Birx spent years working in various parts of the federal public health bureaucracy, including as ambassador-at-large and global AIDS coordinator during the Obama administration.

But she gained national recognition under Trump, who appointed her to help coordinate the Covid response early in the pandemic. Birx played a central role in the first months of the effort, at times drawing criticism from Democrats for her upbeat portrayals of the shaky federal response and refusal to rebut former President Donald Trump's inaccurate claims.

Yet she eventually fell out of favor with Trump as he pushed for a quick reopening of the country while the virus continued raging. She spent her final months on the task force traveling the nation urging state officials to instead keep focused on limiting the virus’ spread by maintaining public health restrictions.

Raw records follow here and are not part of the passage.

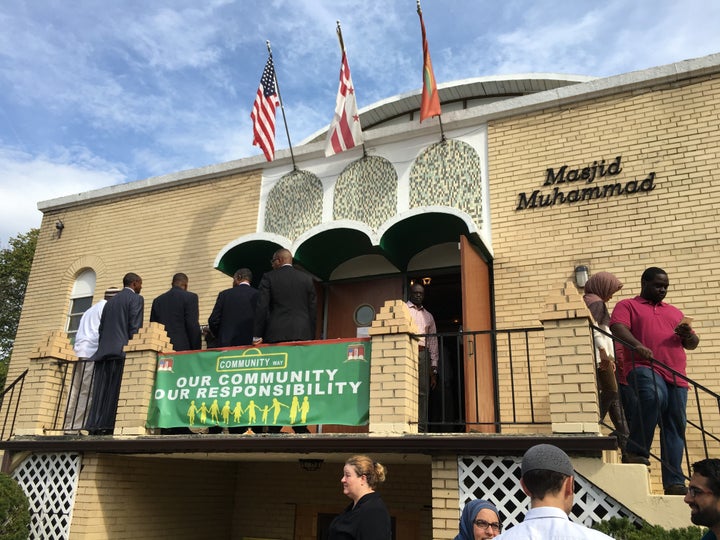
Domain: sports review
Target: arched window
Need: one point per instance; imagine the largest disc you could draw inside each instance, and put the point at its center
(80, 300)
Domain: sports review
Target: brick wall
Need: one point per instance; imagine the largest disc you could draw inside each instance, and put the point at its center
(153, 498)
(154, 234)
(671, 130)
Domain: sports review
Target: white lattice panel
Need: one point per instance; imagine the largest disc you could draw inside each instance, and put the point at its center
(497, 479)
(50, 483)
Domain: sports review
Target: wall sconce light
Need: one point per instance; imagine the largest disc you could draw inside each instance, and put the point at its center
(59, 226)
(582, 273)
(310, 465)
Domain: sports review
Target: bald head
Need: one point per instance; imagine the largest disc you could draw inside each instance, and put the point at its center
(282, 256)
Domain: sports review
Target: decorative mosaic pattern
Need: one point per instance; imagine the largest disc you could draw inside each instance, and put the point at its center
(366, 191)
(448, 174)
(49, 482)
(294, 205)
(498, 480)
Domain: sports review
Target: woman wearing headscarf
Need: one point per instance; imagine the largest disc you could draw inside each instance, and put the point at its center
(599, 289)
(480, 519)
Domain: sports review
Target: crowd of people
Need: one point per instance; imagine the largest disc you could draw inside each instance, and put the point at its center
(547, 477)
(283, 308)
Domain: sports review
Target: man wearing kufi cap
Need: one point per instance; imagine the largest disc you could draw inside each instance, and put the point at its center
(86, 343)
(548, 479)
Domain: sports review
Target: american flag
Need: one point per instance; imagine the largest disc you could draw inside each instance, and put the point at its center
(263, 113)
(345, 131)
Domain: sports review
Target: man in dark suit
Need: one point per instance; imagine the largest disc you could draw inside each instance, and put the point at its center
(177, 310)
(121, 319)
(287, 304)
(231, 320)
(287, 308)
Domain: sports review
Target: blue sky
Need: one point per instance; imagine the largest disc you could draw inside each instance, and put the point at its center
(98, 93)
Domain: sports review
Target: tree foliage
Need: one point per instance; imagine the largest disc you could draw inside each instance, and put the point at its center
(15, 263)
(624, 529)
(14, 510)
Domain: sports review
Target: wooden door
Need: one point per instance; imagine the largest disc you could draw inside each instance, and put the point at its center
(478, 350)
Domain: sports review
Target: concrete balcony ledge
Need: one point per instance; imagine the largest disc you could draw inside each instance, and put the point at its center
(421, 444)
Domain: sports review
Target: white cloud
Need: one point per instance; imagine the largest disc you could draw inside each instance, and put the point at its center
(26, 179)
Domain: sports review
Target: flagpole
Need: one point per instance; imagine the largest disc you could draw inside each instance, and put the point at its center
(439, 116)
(282, 107)
(342, 50)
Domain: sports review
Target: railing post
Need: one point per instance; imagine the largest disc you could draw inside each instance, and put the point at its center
(570, 362)
(139, 378)
(393, 371)
(48, 371)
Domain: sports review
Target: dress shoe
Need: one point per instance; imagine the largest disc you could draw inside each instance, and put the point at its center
(676, 489)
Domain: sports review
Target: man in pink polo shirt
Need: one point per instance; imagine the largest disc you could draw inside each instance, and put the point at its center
(659, 337)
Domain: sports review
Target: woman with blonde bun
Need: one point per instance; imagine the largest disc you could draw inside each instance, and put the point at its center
(367, 517)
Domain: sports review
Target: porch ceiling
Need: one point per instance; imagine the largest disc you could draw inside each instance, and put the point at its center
(323, 252)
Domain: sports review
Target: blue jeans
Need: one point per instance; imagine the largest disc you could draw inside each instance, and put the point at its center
(658, 403)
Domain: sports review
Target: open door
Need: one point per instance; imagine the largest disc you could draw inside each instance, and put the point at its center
(477, 348)
(344, 302)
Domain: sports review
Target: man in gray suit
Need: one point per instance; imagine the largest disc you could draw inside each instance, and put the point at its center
(231, 320)
(121, 319)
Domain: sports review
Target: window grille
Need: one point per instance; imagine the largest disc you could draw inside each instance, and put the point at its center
(50, 483)
(497, 479)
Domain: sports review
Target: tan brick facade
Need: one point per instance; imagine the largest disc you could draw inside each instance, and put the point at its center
(666, 131)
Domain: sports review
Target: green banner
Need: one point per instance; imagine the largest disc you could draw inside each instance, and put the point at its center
(318, 382)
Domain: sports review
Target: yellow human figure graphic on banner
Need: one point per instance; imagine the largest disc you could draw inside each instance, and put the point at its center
(192, 411)
(294, 409)
(215, 412)
(304, 410)
(203, 413)
(237, 412)
(225, 412)
(276, 407)
(252, 409)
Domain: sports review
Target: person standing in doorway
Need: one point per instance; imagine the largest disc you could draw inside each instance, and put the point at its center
(429, 353)
(656, 331)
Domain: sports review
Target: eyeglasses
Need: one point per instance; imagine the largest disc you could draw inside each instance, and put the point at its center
(695, 491)
(495, 526)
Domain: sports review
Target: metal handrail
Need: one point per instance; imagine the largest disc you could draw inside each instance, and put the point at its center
(699, 391)
(9, 393)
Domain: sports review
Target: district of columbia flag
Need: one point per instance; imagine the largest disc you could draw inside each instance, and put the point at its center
(430, 103)
(345, 131)
(263, 113)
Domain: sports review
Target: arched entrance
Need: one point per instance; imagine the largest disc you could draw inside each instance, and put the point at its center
(357, 271)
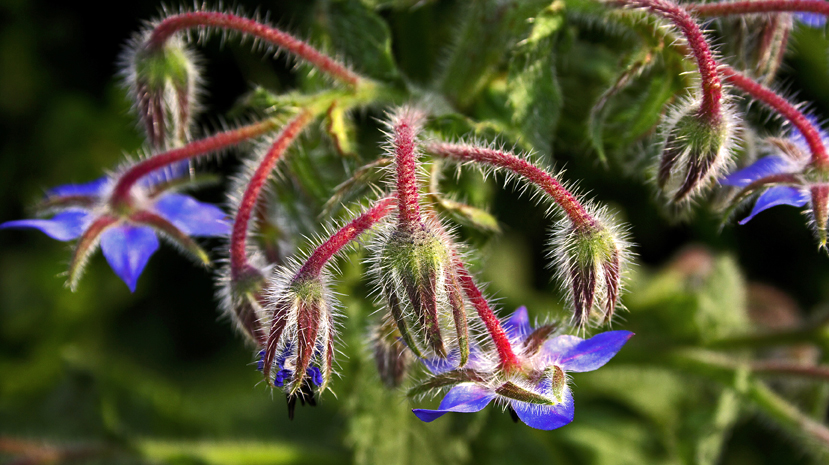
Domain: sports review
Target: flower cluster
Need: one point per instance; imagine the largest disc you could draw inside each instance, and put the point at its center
(431, 307)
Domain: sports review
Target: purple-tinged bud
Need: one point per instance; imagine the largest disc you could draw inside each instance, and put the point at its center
(820, 211)
(417, 283)
(591, 261)
(696, 148)
(299, 351)
(163, 81)
(390, 354)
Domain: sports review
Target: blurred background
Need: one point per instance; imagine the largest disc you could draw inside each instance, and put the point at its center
(104, 376)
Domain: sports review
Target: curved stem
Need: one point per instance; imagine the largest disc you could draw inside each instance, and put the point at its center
(405, 126)
(121, 191)
(238, 238)
(759, 6)
(711, 85)
(567, 201)
(214, 19)
(313, 266)
(509, 361)
(819, 156)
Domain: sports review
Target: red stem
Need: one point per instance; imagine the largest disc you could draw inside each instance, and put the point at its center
(238, 238)
(405, 151)
(711, 85)
(313, 266)
(567, 201)
(205, 19)
(121, 191)
(819, 156)
(759, 6)
(506, 356)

For her new role at the George W. Bush Institute, in addition to her pandemic-related work, she will use her global health expertise to support its broader portfolio. The organization is housed within the former president’s library and works on a range of economic and health issues.

As a government official, she had worked with the organization through a 2018 public-private partnership aimed at reducing cervical cancer cases among women living with HIV across 12 African countries.

Earlier this week, Birx also joined the board of Innoviva, which primarily collects royalties from certain lucrative GlaxoSmithKline medicines, according to a regulatory filing.

Biden officials during the transition had debated keeping on Birx to aid with the ongoing response, but she announced in December plans to retire from government, citing the toll the scrutiny of the past year had taken on her family.

In January, Birx said in an interview with CBS that she frequently contemplated quitting the Covid task force, and had to contend with “outside advisers” who often presented Trump with contradictory information on the pandemic.